Let's consider a toy example of applying a Markov Chain Monte Carlo (MCMC) method. Let $X$ be a discrete random variable whose unnormalized probability mass function is $$ \tilde{p}(X=1)=4, \tilde{p}(X=2)=2, \tilde{p}(X=3)=3, \tilde{p}(X=4)=3 $$ Our goal is to evaluate $\mathbf{E}[f(X)]$ where $f(x)=x^{2}-3 .$ To apply the Metropolis-Hasting algorithm, define two proposal distributions $q(i, j)\left(=q_{i j}\right)$ and $\tilde{q}(i, j)\left(=\tilde{q}_{i j}\right)$ where $$ q(i, i+1)=q(i, i-1)=\frac{1}{2}, \quad \tilde{q}(i, i+1)=\frac{2}{3}, \tilde{q}(i, i-1)=\frac{1}{3} . $$ (If $i+1=5$, consider 5 as 1. Also, if $i-1=0$, consider 0 as 4.)

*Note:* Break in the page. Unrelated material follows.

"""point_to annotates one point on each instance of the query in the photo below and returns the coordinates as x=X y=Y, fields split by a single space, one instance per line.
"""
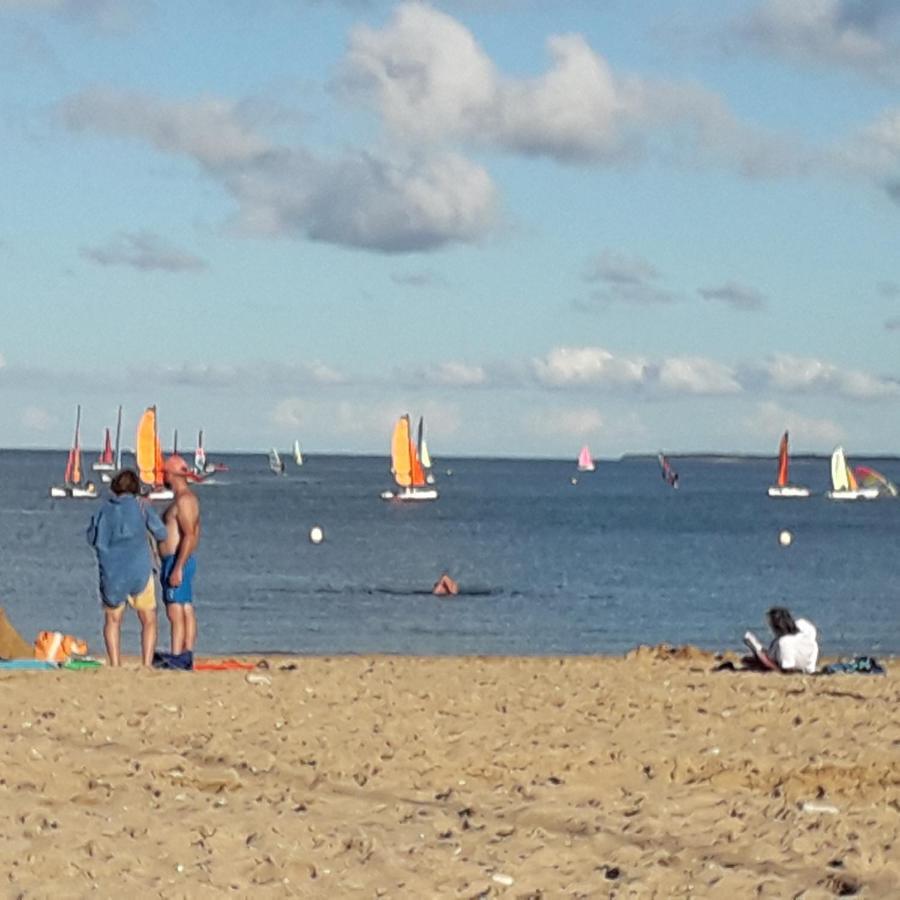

Using the Metropolis-Hasting algorithm, how can one construct Markov chains for proposal distributions $q$ and $\tilde{q}$ when we set the initial state $X_{0}=1$?
It seems that in order to solve the question, transition matrices are important for Markov chains, but how one can come up with that? Are there any solid ideas to evaluate $\mathbf{E}[f(X)]$ via Metropolis-Hasting approach?